The driving tour: a single car travels on that narrow National Park Service pavement with the clean forest sweeping away, and what looks like a widely spaced cemetery full of monuments distributed throughout. Big ones, little ones, ornate ones, simple ones. Granite monuments marking this or that headquarters, the end of this or that line, the place where 2100 federals surrendered, the location of this or that hurriedly placed battery. The memorials of many different eras all share the space; hence you see markers made of cannonballs and old cannons marking some spots(the oldest), then rusting metal plaques marking others(the not-so-old), than fancy modern NPS signs (the newest). Monuments mark the spots where important things happened or resided-- for example, where William Wallace was mortally wounded, and where Haith had his headquarters, and where the blue and gray lines first made contact.
Most interesting to me, you have a sign--within a stone’s throw of little ramshackle Shiloh church itself-- that marks the end of Buckland’s line. I saw this from the car. Buckland was the brigade commander in which Amos Laymon’s regiment was included. Amos was the brother of my great great grandfather, and Buckland was his brigade commander, part of Sherman's division. The sign sits at the corner of a parking lot and it’s hard not to notice the wet path leading away from it into the woods. Which has to be followed. Because if Buckland’s line ended there, and the confederates were coming up from the south, than Amos’s regiment must have camped somewhere along that path.
Sure enough, I tramped into the woods and found markers/memorials marking where the three Ohio regiments camped that made up Buckland’s Brigade, including Amos’s. Getting better oriented I was able to see why those outfits often turn up in histories of the battle. They were the closest to the enemy and the furthest from safety.
The leader of the regiment just to the left of Amos’s, a man named Cockerill, tried repeatedly to make Sherman understand there was a crowd of rebels before him, without success. All three regiments got assaulted at 7 a.m., their breakfast uneaten, and continued fighting until 10, almost surrounded, when one of the Sherman’s staff ordered them back. Buckland himself was commended in Sherman’s report.
And Amos was seriously injured, according to the roster of the 48th Ohio. I don’t know how or where. He was 39 years old and soon went back to Lynchburg, Ohio, where he had been recruited the previous October. He had boarded the steamboat Empress in Paducah, Kentucky for the trip down, and made it his home for 12 days until finally unloading at Pittsburgh Landing near Shiloh, then spread out into the woods with his regiment to loaf and invite his soul, more than two miles from the landing. It was all spring and songbirds until the morning of April 6. The Battle of Shiloh was his first and only day of war.

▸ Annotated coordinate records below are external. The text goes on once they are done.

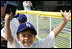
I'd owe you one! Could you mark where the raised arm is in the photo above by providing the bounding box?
[54,10,71,37]
[5,14,13,44]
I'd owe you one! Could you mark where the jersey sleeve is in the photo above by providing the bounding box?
[36,31,55,48]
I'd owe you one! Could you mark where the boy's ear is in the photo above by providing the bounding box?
[17,36,19,41]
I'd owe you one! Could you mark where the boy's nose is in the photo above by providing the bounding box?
[24,37,29,40]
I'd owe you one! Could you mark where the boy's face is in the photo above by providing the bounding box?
[1,6,5,18]
[18,30,36,47]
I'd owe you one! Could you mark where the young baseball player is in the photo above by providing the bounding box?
[5,10,70,48]
[1,14,27,39]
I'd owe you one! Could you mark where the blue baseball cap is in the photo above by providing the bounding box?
[17,22,37,35]
[1,1,6,6]
[14,14,27,23]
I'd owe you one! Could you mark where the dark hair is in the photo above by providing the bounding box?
[17,27,37,35]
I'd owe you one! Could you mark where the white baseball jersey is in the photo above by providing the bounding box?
[1,18,19,39]
[8,31,55,48]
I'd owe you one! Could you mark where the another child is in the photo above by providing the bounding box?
[5,10,70,48]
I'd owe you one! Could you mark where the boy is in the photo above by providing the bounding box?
[5,10,70,48]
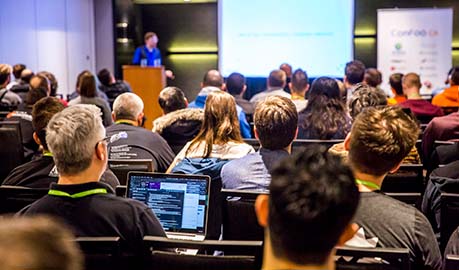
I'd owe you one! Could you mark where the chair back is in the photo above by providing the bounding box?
[440,193,459,252]
[443,255,459,270]
[221,189,267,241]
[0,186,48,214]
[336,247,411,270]
[144,236,263,270]
[108,159,153,185]
[381,164,425,193]
[0,121,24,183]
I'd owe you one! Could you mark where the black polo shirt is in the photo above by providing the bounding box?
[20,182,166,253]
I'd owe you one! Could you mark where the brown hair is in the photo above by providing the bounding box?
[349,106,419,176]
[254,96,298,150]
[402,73,422,89]
[0,216,83,270]
[143,32,157,41]
[78,71,97,97]
[186,91,243,158]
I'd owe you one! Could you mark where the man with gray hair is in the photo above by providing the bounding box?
[107,93,175,172]
[21,105,165,253]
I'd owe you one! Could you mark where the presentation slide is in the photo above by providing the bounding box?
[218,0,354,77]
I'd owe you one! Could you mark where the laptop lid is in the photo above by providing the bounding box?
[126,172,210,235]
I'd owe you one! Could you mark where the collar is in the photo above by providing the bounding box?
[48,182,113,198]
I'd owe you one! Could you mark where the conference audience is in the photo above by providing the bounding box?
[298,77,351,140]
[289,69,309,112]
[345,106,442,270]
[97,68,132,108]
[0,64,22,108]
[21,104,165,254]
[152,87,204,154]
[69,71,113,127]
[398,73,446,120]
[255,146,359,270]
[0,216,83,270]
[107,93,175,172]
[387,73,406,105]
[432,67,459,107]
[2,97,120,190]
[250,69,291,105]
[188,70,252,138]
[343,60,365,101]
[167,91,255,172]
[221,96,298,191]
[226,72,255,115]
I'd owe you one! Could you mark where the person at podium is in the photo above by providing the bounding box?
[132,32,174,79]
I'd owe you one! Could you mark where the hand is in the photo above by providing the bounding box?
[164,69,175,80]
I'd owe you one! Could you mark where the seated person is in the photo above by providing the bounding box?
[20,104,166,254]
[298,77,351,140]
[167,91,255,175]
[289,69,309,112]
[221,96,298,191]
[97,68,132,108]
[387,73,406,105]
[0,217,83,270]
[0,64,22,111]
[226,72,255,115]
[5,87,48,161]
[107,93,175,172]
[188,70,252,138]
[2,97,120,192]
[328,84,421,164]
[152,87,204,154]
[398,73,444,119]
[69,71,113,127]
[255,146,359,270]
[250,69,291,105]
[345,106,442,270]
[432,67,459,107]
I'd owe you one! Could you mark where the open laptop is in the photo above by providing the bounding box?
[126,172,210,241]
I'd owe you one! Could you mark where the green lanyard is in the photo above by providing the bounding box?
[355,179,381,190]
[48,188,107,199]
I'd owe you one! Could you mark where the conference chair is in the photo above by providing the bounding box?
[144,236,263,270]
[0,186,48,215]
[0,121,24,183]
[443,255,459,270]
[221,189,268,240]
[108,159,153,185]
[440,193,459,253]
[381,164,425,193]
[385,193,422,210]
[336,247,411,270]
[75,237,135,270]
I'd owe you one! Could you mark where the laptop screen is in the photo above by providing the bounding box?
[127,173,210,234]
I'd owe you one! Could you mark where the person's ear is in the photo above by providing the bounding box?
[344,132,352,151]
[336,223,359,246]
[33,132,41,145]
[255,195,269,228]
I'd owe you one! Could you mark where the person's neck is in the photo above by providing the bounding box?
[405,88,422,99]
[354,170,386,192]
[262,233,335,270]
[115,119,139,127]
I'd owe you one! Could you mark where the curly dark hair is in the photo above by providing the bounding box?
[298,77,351,140]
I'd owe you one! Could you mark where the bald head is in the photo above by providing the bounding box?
[113,93,143,121]
[202,69,224,88]
[402,73,422,95]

I traveled further south to the town of Corinth, MS, whose vital railroad junction had attracted so much union interest in the first place. There’s a great interpretive center there, with cannons on display from the battle, a research library, an allegorical fountain, a movie auditorium and a bookstore. There too, I was one of about three patrons.
The town of Corinth itself, grand as it sounds, must be one of the saddest little towns I’ve ever seen, even now. Never very big, it swelled to more than 40,000 after the battle and during the subsequent siege, most of these people wounded or dying. Every building became a hospital, the water was foul, and disease was rampant. During all this it was also the scene of two bloody battles, and upon giving it up both armies burned it. I figured it had good reason to be sad.
But the railroad junction is still there. And a lot of ghosts, I guess. You withdraw credulity when I mention ghosts, of course. But standing in the middle of the woods by the 48th Ohio encampment, miles from the nearest soul, I swore I smelled gunpowder.